Understanding this process could enable the engineering of pelareorep and other multi‑segment oncolytic viruses for greater reliability and therapeutic potency.

Iowa State’s cutting‑edge approach

Using novel RNA interactome-mapping technologies developed in their laboratory, Miller and Mehanovic will investigate the relationships among pelareorep’s genome segments. This process allows them to observe how RNA segments physically and functionally interact inside infected cells, offering a level of resolution not previously available for a virus of this type.

Their goal is to create the first high‑definition map of pelareorep showing exactly how the virus selects, organizes, and packages its genome segments during replication.

“I developed a method where we can take a snapshot of this complex in the infected cells,” Mehanovic said. “We’ve already gotten our first sequencing results back—the method works—and now we can dig deeper.”

Uncovering these answers would represent a great leap forward for oncolytic virotherapy.

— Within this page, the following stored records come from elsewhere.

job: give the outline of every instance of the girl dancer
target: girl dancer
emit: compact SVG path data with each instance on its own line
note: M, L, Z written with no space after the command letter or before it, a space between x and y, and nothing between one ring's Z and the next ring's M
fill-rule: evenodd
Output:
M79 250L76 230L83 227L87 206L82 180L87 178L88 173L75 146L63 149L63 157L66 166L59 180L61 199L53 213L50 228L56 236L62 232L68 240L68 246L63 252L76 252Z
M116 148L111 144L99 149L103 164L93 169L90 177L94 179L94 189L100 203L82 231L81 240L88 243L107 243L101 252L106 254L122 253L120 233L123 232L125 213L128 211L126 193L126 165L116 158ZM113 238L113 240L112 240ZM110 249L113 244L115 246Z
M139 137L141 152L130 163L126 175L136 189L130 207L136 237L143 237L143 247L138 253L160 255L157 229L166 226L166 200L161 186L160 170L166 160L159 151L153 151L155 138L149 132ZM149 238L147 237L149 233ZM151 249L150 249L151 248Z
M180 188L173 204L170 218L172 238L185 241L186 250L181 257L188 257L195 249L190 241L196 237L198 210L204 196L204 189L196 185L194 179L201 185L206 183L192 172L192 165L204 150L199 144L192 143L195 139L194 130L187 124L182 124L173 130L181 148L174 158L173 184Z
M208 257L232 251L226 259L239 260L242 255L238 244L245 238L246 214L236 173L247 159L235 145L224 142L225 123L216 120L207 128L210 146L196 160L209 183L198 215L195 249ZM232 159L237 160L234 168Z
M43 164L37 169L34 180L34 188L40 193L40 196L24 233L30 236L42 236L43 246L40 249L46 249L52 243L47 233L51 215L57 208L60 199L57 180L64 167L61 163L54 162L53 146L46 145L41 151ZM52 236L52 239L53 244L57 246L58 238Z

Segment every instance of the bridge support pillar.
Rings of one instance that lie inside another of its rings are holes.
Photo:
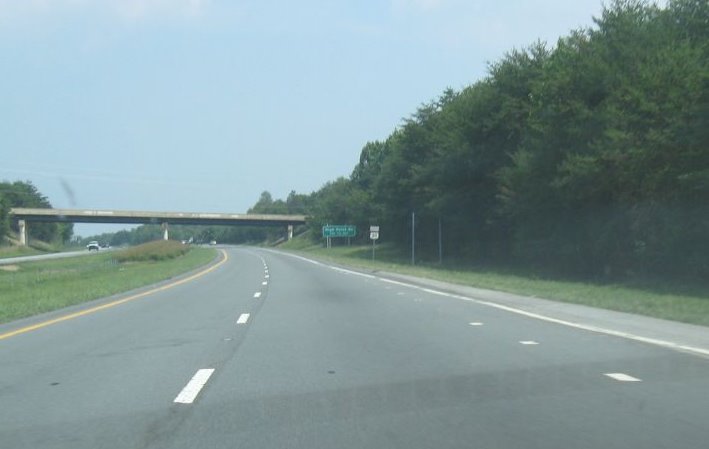
[[[293,240],[293,225],[288,225],[288,240]]]
[[[169,237],[168,232],[167,232],[167,222],[164,222],[161,226],[162,226],[162,239],[167,240]]]
[[[17,224],[20,227],[20,245],[27,246],[27,223],[25,220],[17,220]]]

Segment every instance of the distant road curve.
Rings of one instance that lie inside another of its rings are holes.
[[[5,259],[0,259],[0,265],[12,265],[21,262],[35,262],[38,260],[48,260],[48,259],[62,259],[65,257],[77,257],[77,256],[88,256],[89,254],[97,254],[104,251],[112,251],[113,248],[101,249],[101,251],[67,251],[65,253],[51,253],[51,254],[39,254],[37,256],[20,256],[20,257],[7,257]]]

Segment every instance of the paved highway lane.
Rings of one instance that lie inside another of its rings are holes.
[[[0,447],[709,441],[706,358],[291,255],[228,254],[190,283],[0,340]]]

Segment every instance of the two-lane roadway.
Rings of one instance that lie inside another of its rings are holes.
[[[298,256],[224,256],[135,300],[0,326],[0,447],[707,447],[705,357]]]

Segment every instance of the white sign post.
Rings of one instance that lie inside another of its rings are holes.
[[[372,240],[372,260],[374,260],[374,250],[379,239],[379,226],[369,227],[369,238]]]

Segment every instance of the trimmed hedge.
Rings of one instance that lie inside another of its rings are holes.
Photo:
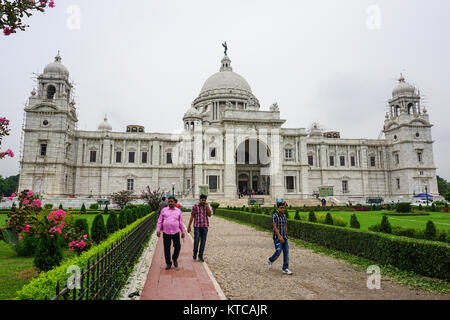
[[[25,285],[20,291],[17,292],[17,298],[15,298],[15,300],[51,299],[55,295],[57,282],[59,282],[60,285],[64,285],[67,282],[67,279],[72,275],[66,273],[68,267],[76,265],[80,268],[86,269],[88,261],[90,261],[91,259],[95,259],[97,256],[101,256],[106,250],[110,249],[115,242],[135,229],[139,224],[141,224],[152,214],[154,214],[154,212],[147,214],[145,217],[137,220],[126,228],[110,235],[107,240],[96,246],[93,246],[91,249],[82,253],[80,256],[68,259],[64,261],[60,266],[55,267],[50,271],[41,273],[39,277],[31,280],[29,284]]]
[[[272,229],[271,217],[218,209],[216,215]],[[342,228],[308,221],[288,221],[288,234],[296,239],[364,257],[380,264],[424,276],[450,280],[450,246],[390,234]]]

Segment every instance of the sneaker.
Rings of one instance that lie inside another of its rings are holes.
[[[205,260],[203,260],[203,258],[198,258],[198,261],[205,262]]]
[[[192,256],[192,259],[197,260],[197,256]]]
[[[289,270],[289,269],[284,269],[284,270],[283,270],[283,273],[284,273],[284,274],[292,274],[292,271]]]
[[[270,261],[269,258],[267,258],[267,267],[268,267],[269,269],[272,269],[272,261]]]
[[[169,270],[172,266],[170,264],[166,265],[166,270]]]
[[[173,262],[173,266],[174,266],[175,268],[178,268],[178,261],[175,260],[175,261]]]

Rather than modifying delivery systems or immune‑stimulating properties—the typical biomedical engineering focus—the Iowa State team is examining the molecular determinants of viral fitness themselves.

“The Margaret B. Barry Cancer Research Program was established to support exactly this kind of ambitious, foundational cancer research,” explained Peter Dorhout, vice president for research at Iowa State. “This is the sort of high-impact work that requires preliminary data before competing for federal funding.”

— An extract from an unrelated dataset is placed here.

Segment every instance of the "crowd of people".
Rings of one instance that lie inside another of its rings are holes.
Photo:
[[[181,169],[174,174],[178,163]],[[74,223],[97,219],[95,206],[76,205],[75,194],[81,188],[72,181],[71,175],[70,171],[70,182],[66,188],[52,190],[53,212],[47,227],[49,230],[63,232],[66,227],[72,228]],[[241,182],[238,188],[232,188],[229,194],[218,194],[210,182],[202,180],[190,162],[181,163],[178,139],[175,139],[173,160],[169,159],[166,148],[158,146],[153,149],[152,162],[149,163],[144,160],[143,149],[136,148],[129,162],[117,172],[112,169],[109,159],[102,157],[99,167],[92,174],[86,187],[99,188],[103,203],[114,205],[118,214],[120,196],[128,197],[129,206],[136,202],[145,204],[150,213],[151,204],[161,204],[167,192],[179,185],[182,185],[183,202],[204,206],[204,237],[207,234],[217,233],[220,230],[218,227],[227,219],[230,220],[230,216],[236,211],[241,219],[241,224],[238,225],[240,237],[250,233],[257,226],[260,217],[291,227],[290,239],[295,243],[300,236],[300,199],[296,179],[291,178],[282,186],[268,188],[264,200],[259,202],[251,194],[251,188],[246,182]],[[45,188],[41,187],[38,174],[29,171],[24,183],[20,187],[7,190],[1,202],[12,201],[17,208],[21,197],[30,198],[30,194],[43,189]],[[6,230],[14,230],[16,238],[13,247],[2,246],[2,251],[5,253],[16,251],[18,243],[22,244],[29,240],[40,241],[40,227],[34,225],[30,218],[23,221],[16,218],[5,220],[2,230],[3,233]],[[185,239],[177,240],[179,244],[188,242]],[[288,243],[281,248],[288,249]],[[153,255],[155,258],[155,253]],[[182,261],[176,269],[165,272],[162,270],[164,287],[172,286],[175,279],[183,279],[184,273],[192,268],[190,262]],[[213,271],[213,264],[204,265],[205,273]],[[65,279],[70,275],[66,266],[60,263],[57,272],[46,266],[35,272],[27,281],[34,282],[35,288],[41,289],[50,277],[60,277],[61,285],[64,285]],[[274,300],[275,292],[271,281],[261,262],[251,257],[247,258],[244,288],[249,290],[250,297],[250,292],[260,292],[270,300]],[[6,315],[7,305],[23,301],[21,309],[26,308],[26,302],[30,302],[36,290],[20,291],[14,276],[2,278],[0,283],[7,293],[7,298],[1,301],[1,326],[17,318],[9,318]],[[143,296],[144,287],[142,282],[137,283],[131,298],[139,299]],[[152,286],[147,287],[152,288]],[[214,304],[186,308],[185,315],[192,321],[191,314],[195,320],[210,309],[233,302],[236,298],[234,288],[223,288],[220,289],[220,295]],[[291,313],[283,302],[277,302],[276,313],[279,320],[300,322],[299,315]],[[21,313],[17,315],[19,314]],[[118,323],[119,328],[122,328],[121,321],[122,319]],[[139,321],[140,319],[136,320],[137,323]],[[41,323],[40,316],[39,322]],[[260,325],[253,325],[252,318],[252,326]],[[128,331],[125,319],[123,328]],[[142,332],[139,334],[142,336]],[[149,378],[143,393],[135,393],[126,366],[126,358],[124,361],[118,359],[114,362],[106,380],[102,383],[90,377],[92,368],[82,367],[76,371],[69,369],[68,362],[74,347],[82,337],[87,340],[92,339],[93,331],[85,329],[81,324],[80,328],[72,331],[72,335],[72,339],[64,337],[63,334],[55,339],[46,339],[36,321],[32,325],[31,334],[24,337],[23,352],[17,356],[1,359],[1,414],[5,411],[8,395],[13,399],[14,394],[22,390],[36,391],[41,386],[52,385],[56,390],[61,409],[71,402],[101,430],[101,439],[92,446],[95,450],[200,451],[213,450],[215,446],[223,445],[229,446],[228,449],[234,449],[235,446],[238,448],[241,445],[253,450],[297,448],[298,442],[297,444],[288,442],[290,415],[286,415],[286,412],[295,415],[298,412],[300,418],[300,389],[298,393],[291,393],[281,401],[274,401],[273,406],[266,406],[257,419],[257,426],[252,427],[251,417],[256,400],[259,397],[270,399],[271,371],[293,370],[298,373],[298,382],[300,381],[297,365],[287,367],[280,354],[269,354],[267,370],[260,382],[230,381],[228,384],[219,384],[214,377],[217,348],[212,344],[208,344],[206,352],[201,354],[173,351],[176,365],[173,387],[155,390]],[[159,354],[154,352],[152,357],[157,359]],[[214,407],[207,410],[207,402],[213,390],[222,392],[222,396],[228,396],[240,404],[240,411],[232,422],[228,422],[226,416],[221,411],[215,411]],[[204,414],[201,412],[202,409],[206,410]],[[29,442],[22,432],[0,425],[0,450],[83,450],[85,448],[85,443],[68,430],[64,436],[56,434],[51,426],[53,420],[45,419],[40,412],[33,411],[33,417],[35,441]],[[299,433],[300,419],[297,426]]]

Toward next‑generation cancer‑killing viruses

If researchers can decipher how pelareorep orchestrates its segmented genome, they can begin to design next‑generation viruses that replicate more robustly in cancer cells and produce more consistent treatment outcomes.

For Mehanovic, the work is more than scientific curiosity. “Cancer research is very personal to me. My aunt fought breast cancer for years before she died,” he said. “She’s the reason I became a scientist. I don’t want anyone else to go through what she did.”

As Miller and Mehanovic push forward with this next phase of discovery, their shared goal is clear: to deepen our understanding of a uniquely promising virus so that future cancer patients have access to safer, more targeted, and more effective treatment options.

About the Margaret B. Barry Cancer Research Program

Created in 2005 through an estate gift from Margaret Barry, the program supports cancer research by eligible faculty and professional and scientific staff within Iowa State University’s College of Veterinary Medicine. The award provides critical seed funding for innovative ideas, enabling researchers to build collaborations, generate preliminary data, and accelerate breakthroughs that may one day change how cancer is treated.